From: John Reinke <jmreinke@xxxxxxxxx>
Date: Sat, 22 Jan 2000 23:59:37 -0600
Reply-to: aclug-L@xxxxxxxxxxxx

OK, being someone with a little Mac/NeXT/BeOS knowledge, I'll cover a few
of these questions:

>I think it is more like MacIntosh, maybe jobs had something to do with it at
>its inception???  yes, it runs on intel, AMD, Cyrix(well nothing really runs
>on Cyrix).

Be was started by Jean-Louis Gassée, a former CEO of Apple. They made those
nifty boxes I described earlier. I'm pretty sure he left Apple after Steve
Jobs was kicked out, and might have even been his replacement. Jobs had
nothing to do with BeOS.

>       Boy, don't let anyone from Be hear you
>mention Jobs & them in the same breath. Mac almost
>went with Be as kernel of their recent OS's (8.0 & up)
>but Jobs convinced them to go with NExT (his company?)
>instead...

Apple had been talking about making major changes to MacOS, and realized
that in order to make the wild changes like protected memory and true
preemptive multitasking, they would have to look outside of the company for
help. (This was a major leap for a company that created and developed most
everything itself, using the term "not created here" for technology they
refused to use because someone else created it.)

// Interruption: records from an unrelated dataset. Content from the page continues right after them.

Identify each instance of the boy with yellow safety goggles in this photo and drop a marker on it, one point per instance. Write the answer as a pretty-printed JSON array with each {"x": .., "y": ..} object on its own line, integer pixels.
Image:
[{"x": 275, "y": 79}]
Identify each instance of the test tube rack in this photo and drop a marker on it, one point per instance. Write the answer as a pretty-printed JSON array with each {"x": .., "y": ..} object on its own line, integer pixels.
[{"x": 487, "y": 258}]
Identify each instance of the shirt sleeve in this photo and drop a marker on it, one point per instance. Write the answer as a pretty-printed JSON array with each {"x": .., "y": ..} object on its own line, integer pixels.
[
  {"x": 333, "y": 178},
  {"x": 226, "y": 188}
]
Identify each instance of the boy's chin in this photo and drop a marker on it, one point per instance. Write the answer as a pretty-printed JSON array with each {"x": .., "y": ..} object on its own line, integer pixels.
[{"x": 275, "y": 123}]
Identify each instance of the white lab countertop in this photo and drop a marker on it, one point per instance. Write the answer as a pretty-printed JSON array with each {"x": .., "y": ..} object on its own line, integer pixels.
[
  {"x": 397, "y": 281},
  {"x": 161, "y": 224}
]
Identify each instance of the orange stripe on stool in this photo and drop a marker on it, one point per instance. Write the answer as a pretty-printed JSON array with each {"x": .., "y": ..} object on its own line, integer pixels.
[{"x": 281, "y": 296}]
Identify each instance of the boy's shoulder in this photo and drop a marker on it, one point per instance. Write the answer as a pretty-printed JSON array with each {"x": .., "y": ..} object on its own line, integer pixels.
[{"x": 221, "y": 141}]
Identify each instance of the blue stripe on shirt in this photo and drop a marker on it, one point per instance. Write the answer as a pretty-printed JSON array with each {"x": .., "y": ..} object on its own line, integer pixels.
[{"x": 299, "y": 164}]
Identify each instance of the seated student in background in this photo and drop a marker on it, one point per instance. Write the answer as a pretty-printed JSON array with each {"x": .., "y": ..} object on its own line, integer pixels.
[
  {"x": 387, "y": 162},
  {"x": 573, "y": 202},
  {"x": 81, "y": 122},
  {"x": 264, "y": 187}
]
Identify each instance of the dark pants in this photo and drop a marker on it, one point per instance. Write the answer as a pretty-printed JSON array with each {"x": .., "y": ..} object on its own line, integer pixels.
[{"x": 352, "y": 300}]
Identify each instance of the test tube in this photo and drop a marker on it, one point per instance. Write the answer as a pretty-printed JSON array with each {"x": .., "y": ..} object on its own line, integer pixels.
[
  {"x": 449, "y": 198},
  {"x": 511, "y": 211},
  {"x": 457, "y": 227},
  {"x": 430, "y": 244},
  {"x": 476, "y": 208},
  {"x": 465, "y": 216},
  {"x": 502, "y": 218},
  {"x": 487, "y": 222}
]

The two front-runners were BeOS and NeXT. BeOS was very much still in
development, and NeXT has been in use for over a decade, so Apple went with
NeXT. NeXT also had a few other bonuses: NetObjects, which is used by a lot
of online stores such as Dell, and Steve Jobs. Steve's charisma was much
needed by Apple at that time, which was suffering from poor sales and loss
of market share. I had no money at the time, but wish I could have bought
some Apple stock when it was $12. Right now, it is about ten times that.
Steve founded NeXt after beeing kicked out of Apple, and later founded
Pixar (Toy Story 1 & 2, Bug's Life).

MacOS X (ten) will be released later this year and is based on NeXT. MacOS
X Server has already been out for a while, but those are the first versions
of MacOS that are built on NeXT.

>I don't know if NeXT is based on BSD or not.

I believe it was at BSD 4.3 at the time Apple bought NeXT.

>       Doesn't MacOS run on the Mach kernel?or did it used to
>but not any more?and what happened to that "blue box, yellow box"
>stuff (if anyone but me followed that business). Did it all go by
>the wayside when OS X took over from Rhapsody?(Same time Jobs took
>over from Amelio, more or less?)

MacOS itself doesn't run on the Mach kernel, but OS X and MkLinux do.
Rhapsody was basically the codename during development, I'm pretty sure
that the blue/yellow box stuff is still in there, but they aren't really
mentioned anymore. I think they kinda decided to symplify things so the
general public wouldn't be intimidated by it.